On July 23, 2020, the EDPB adopted guidance on a set of frequently asked questions related to the July 16 CJEU ruling. Critically, the EDPB points out that companies have no grace period during which they can continue to transfer data in reliance on the Privacy Shield. Whether a company is using binding corporate rules or SCCs, the EDPB instructs companies to conduct a case-by-case assessment of contemplated data transfers, “taking into account the circumstances of the transfers, and supplementary measures [companies] could put in place.” The EDPB will continue its analysis of the July 16 ruling and will provide further guidance regarding the types of legal, technical or organizational measures that could be used to ensure compliance with the ruling.
In Germany, where multiple data protection authorities exist, Germany’s Federal Commissioner for Data Protection and Freedom of Information stated that after full publication of the ruling and deliberations in the EDPB, “the focal point will be the revision of the standard contractual clauses by the European Commission, as well as the need for the USA to ensure that the European people enjoy the same fundamental rights as US-nationals.” Certain data protection authorities of the German Länder took a more aggressive position. The Hamburg Data Protection Commissioner called the CJEU decision to uphold the use of the SCCs inconsistent with the logic behind the court’s Privacy Shield decision. The Berlin Commissioner for Data Protection and Freedom of Information directed Berlin companies that are transferring personal data to service providers in the US to switch to service providers in the EU or in a country with an appropriate level of data protection.
The UK’s Information Commissioner’s Office also issued a statement on July 27, 2020 recognizing the challenges imposed on businesses by the CJEU decision and vowing to apply “a risk-based and proportionate approach” in its role as a supervisory authority.
U.S. Response
Both the U.S. Department of Commerce and the Federal Trade Commission have said that they expect companies to continue to comply with their obligations with respect to transfers made under the Privacy Shield Framework. The Federal Trade Commission further advised companies to “continue to follow robust privacy principles, such as those underlying the Privacy Shield Framework, and to review their privacy policies to ensure they describe their privacy practices accurately, including with regard to international data transfers.”

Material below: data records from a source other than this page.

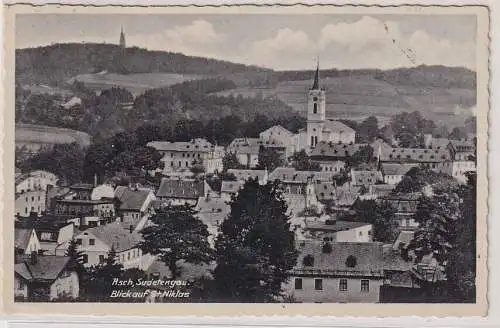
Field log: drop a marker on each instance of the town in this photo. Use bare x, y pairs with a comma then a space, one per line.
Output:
330, 212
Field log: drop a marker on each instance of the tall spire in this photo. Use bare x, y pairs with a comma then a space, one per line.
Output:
122, 38
316, 77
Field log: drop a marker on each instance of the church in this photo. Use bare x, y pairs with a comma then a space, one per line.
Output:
319, 129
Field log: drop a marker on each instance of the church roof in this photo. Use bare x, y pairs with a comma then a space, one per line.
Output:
316, 79
337, 126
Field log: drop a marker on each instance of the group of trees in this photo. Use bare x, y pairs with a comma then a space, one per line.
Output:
447, 230
252, 256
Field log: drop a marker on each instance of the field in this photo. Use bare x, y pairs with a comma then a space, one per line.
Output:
32, 133
356, 97
135, 83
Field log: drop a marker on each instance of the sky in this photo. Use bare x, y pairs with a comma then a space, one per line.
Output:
281, 42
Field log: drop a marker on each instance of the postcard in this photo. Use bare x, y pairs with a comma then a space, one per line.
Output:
245, 160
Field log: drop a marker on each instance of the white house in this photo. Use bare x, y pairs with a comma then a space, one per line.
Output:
337, 272
46, 276
35, 180
394, 172
182, 156
95, 244
26, 241
246, 151
318, 127
333, 230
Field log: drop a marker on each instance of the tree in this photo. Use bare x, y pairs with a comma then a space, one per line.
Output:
177, 235
461, 267
363, 155
437, 217
302, 162
418, 177
101, 276
381, 215
64, 160
230, 161
367, 130
270, 159
458, 133
255, 249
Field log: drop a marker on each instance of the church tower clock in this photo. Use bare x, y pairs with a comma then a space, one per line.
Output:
316, 112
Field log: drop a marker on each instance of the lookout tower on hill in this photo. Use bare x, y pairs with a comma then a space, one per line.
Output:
122, 39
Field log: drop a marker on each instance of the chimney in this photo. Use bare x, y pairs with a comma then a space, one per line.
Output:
33, 258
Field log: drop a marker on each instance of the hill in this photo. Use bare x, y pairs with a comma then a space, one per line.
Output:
444, 94
57, 63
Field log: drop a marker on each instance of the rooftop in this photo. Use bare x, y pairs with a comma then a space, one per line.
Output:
131, 199
181, 188
45, 267
116, 235
345, 259
198, 144
333, 225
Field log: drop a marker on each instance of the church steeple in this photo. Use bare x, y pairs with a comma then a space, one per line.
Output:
122, 38
316, 78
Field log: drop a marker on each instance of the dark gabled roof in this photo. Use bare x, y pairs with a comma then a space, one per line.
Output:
369, 260
82, 186
397, 168
337, 225
22, 237
45, 268
413, 155
116, 235
181, 188
131, 199
334, 150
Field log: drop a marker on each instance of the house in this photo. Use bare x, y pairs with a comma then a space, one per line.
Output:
95, 244
32, 201
246, 151
280, 135
462, 150
337, 199
229, 189
406, 207
365, 177
299, 188
394, 172
133, 203
45, 278
430, 158
35, 180
337, 272
54, 234
332, 157
182, 156
26, 241
212, 211
177, 191
245, 175
333, 230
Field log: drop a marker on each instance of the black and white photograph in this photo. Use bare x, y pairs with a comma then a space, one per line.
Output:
222, 157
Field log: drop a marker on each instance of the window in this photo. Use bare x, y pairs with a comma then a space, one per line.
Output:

On August 10, 2020, the U.S. Department of Commerce and the European Commission issued a joint press statement reporting that they had “initiated discussions to evaluate the potential for an enhanced EU-U.S. Privacy Shield framework to comply with the July 16 judgment” and recognized “the vital importance of data protection and the significance of cross-border data transfers to our citizens and economies.”
Practical Guidance
- Organizations that have historically relied on Privacy Shield should inventory all transfers of data from the EU to the U.S. to determine what legal mechanism may be used going forward. In the short term, SCCs or derogations for specific transfers may be appropriate.

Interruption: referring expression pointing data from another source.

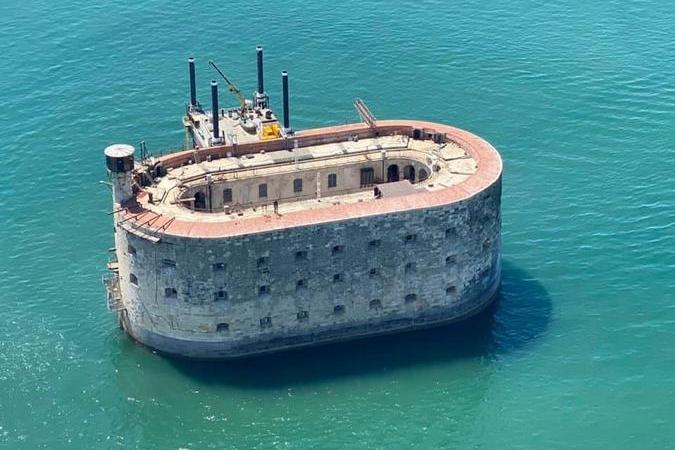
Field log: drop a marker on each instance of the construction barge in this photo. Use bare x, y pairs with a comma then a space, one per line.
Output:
260, 238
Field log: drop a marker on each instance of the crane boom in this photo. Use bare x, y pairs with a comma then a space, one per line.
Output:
364, 112
231, 87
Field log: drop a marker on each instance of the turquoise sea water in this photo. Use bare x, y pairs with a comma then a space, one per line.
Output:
578, 96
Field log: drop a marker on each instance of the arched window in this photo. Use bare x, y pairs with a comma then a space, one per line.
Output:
332, 180
392, 173
409, 173
227, 195
367, 176
200, 200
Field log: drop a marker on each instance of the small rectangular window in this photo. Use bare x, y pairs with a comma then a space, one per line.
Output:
227, 195
263, 261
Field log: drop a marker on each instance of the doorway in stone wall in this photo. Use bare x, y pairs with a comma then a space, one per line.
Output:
392, 173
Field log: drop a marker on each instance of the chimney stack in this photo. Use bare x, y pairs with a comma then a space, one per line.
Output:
193, 83
214, 112
287, 119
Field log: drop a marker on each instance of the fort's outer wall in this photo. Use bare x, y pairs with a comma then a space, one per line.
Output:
454, 250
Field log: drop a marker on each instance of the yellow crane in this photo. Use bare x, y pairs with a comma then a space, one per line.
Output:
232, 88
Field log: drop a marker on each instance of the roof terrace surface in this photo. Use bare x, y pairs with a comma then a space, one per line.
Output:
465, 165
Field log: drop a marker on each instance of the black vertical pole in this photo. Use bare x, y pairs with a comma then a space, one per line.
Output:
214, 109
284, 83
193, 82
261, 84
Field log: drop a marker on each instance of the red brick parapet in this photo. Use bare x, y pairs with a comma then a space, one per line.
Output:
489, 170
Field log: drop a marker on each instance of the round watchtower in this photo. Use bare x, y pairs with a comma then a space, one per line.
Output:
119, 160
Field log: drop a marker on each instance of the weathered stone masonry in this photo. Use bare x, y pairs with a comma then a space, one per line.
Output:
253, 292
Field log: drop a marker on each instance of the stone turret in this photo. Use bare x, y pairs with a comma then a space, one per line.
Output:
120, 162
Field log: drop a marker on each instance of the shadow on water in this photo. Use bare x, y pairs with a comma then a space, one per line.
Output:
519, 316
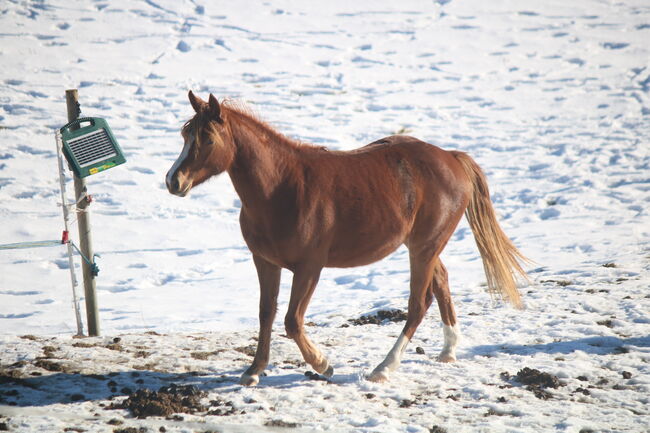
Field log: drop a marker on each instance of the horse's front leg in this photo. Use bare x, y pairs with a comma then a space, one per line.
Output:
269, 277
304, 283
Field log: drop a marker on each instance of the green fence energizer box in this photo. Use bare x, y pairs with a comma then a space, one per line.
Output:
90, 147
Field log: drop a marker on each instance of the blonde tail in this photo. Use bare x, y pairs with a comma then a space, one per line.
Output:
500, 257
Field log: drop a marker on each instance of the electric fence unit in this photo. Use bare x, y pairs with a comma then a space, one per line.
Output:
90, 147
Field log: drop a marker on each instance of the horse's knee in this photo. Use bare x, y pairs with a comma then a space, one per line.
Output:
292, 326
440, 278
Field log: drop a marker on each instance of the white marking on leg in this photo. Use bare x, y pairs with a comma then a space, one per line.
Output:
181, 158
392, 361
452, 335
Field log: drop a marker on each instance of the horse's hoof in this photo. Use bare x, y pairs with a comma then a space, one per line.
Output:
446, 357
249, 379
329, 372
378, 376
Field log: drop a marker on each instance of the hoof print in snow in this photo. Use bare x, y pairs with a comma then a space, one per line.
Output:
380, 317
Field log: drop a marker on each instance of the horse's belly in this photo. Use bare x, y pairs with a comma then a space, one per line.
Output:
362, 250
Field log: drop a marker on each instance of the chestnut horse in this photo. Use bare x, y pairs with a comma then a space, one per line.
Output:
304, 208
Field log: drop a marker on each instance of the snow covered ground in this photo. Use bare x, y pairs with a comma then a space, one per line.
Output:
551, 98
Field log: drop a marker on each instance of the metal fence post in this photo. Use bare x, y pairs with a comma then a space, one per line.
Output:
85, 238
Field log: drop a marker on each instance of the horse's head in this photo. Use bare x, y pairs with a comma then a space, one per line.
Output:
208, 147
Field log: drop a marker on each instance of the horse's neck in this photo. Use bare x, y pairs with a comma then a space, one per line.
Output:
261, 164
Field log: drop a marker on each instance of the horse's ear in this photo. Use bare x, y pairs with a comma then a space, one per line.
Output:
215, 109
197, 103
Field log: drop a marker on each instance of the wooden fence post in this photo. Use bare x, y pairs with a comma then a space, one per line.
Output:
85, 238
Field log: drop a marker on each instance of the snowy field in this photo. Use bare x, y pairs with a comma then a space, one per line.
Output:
551, 98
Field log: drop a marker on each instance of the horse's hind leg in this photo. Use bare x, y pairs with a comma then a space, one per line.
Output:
419, 301
440, 287
304, 283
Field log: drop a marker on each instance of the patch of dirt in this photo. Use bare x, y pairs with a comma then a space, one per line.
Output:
535, 381
561, 283
202, 356
48, 365
247, 350
166, 401
380, 317
171, 400
280, 423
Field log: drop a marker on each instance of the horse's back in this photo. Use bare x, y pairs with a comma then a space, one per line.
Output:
381, 191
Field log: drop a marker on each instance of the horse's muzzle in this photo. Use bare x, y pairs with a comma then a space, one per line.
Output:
177, 187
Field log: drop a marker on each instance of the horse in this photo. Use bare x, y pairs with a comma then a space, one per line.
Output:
304, 208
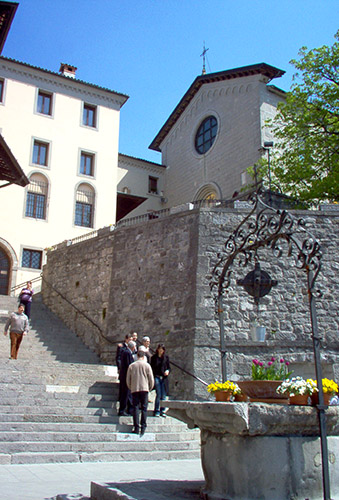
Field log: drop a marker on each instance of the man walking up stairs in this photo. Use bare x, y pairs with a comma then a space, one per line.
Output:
58, 403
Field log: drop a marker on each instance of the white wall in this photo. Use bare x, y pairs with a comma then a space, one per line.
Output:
20, 124
237, 105
134, 173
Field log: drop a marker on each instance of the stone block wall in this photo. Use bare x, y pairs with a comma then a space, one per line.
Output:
154, 278
284, 311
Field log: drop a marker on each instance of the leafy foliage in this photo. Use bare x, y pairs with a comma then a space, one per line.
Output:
274, 370
306, 129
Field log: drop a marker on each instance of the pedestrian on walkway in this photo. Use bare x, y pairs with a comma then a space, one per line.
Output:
140, 381
161, 368
25, 298
146, 342
19, 326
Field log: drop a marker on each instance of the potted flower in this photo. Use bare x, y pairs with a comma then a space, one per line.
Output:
266, 378
223, 391
330, 389
298, 390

- Organizations should not abandon their adherence to the Privacy Shield Principles with respect to information they have collected and transferred under the Privacy Shield Framework. U.S. regulators have made clear that organizations are expected to continue to comply with their public commitments to protect personal data, consistent with the Privacy Shield Principles.
- Organizations that choose to use SCCs as an alternative data transfer mechanism must evaluate whether additional safeguards may be required to ensure an adequate level of protection for personal data being transferred. Although data protection authorities have not provided guidance on what additional safeguards may be adequate, organizations may consider supplementing SCCs to include processes to report any circumstances where a party cannot comply with SCCs due to a government access request and make contingency plans should a need arise to suspend any particular transfer.
- Organizations should continue to monitor guidance from European data protection authorities and U.S. regulators, including any potential replacement of the Privacy Shield to inform their long-term compliance strategy with respect to cross-border data transfers.